The killing of Castile, a 32-year-old black man from St. Paul, by Yanez, a 29-year-old Hispanic officer, sparked weeks of protests about police use of force, especially against people of color. The case is believed to be the first time a Minnesota police officer has been charged with a crime for killing someone in the line of duty.

The video

The dash cam video was shown as part of the prosecution's opening statement Monday.
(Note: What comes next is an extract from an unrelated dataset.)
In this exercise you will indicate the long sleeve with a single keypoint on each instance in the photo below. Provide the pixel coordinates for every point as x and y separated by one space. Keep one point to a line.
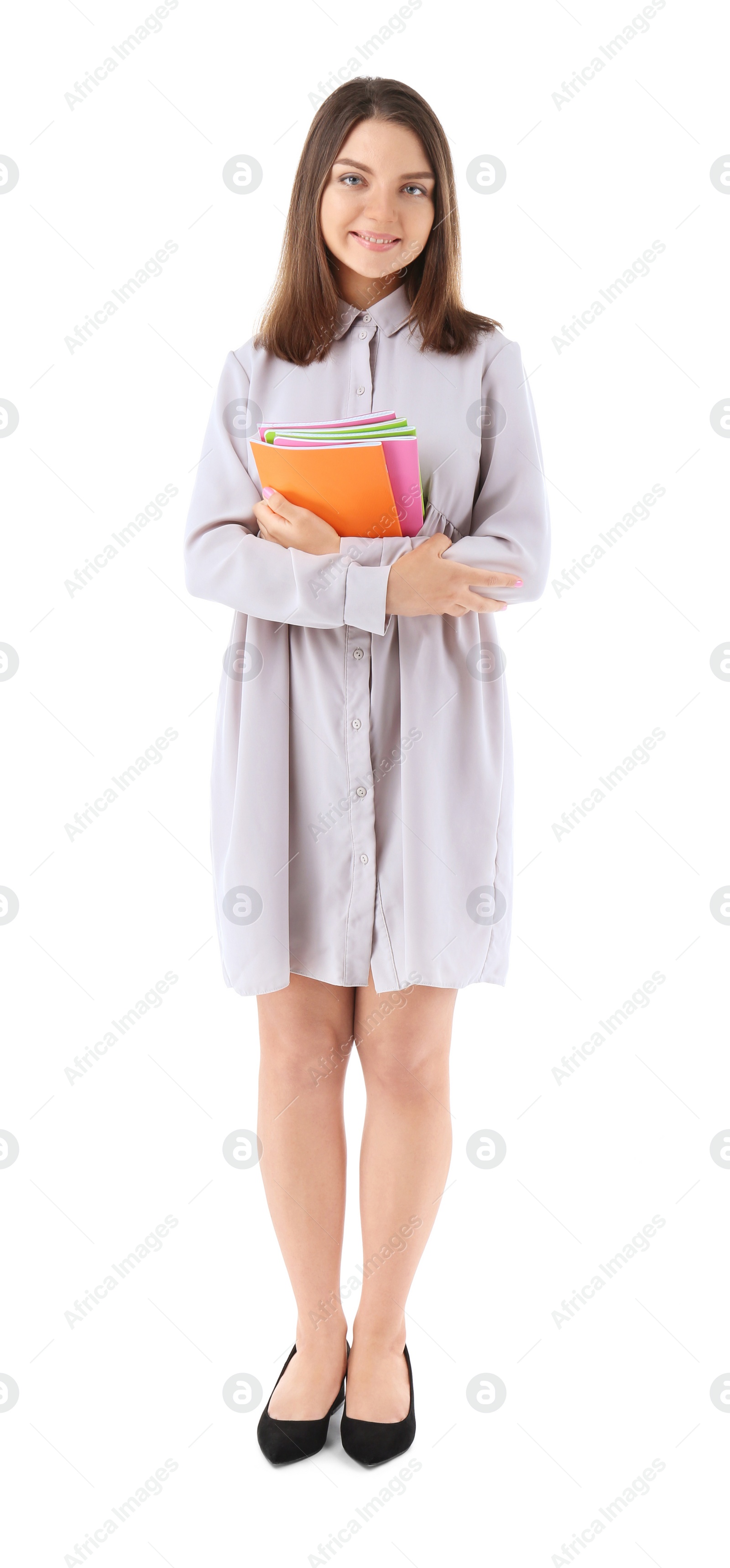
510 529
226 559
It shows the whole exchange between Yanez and Castile lasted less than 90 seconds, MPR News reports.

Yanez, who had asked Castile for his driver's license, fired the shots less than 10 seconds after Castile told the officer he had a firearm with him, MPR says. "Don't reach for it," Yanez replies.

Castile tells the officer he's not reaching for it, KARE 11 reports, but Yanez interrupts, yelling "Don't pull it out!" The officer then fired seven shots into the car, while also repeating "Don't move," KARE says. Five of the shots hit Castile.

Castile's girlfriend, Diamond Reynolds was in the passenger seat, with her 4-year-old child in the back seat. After the shots are fired, Reynolds yells "Oh my God," the Star Tribune reports, while Yanez unleashes a barrage of profanity.

Reynolds then begins streaming and narrating a Facebook live video. When Yanez, still holding his gun, yells "I told him not to reach for it," Reynolds responds "You told him to get his ID, sir, and his driver's license," the Star Tribune reports.

Prosecutors noted that Yanez could have told Castile to freeze or put his hands up, MPR says. Defense attorney Paul Engh told jurors Yanez was using his self-defense training. "He has to be proactive. He is trained to go home at the end of the night. He is trained to protect himself,” FOX 9 quotes Engh as saying.

Reynolds takes the stand

Before Monday's proceedings ended, prosecutors called Reynolds to testify. She spoke mostly about her relationship with Castile, FOX says, and is expected to talk about the shooting when testimony resumes on Tuesday.

Earlier Monday, attorneys wrapped up jury selection. The 15 jurors include three alternates.

Two of the jurors are black and according to KSTP the defense tried to have one of them – an Ethiopian-American woman – removed, arguing she lacked a sufficient understanding of the criminal justice system. Prosecutors said that was a pretext to remove the woman because of her race and Judge William Leary rejected the defense challenge, the station says.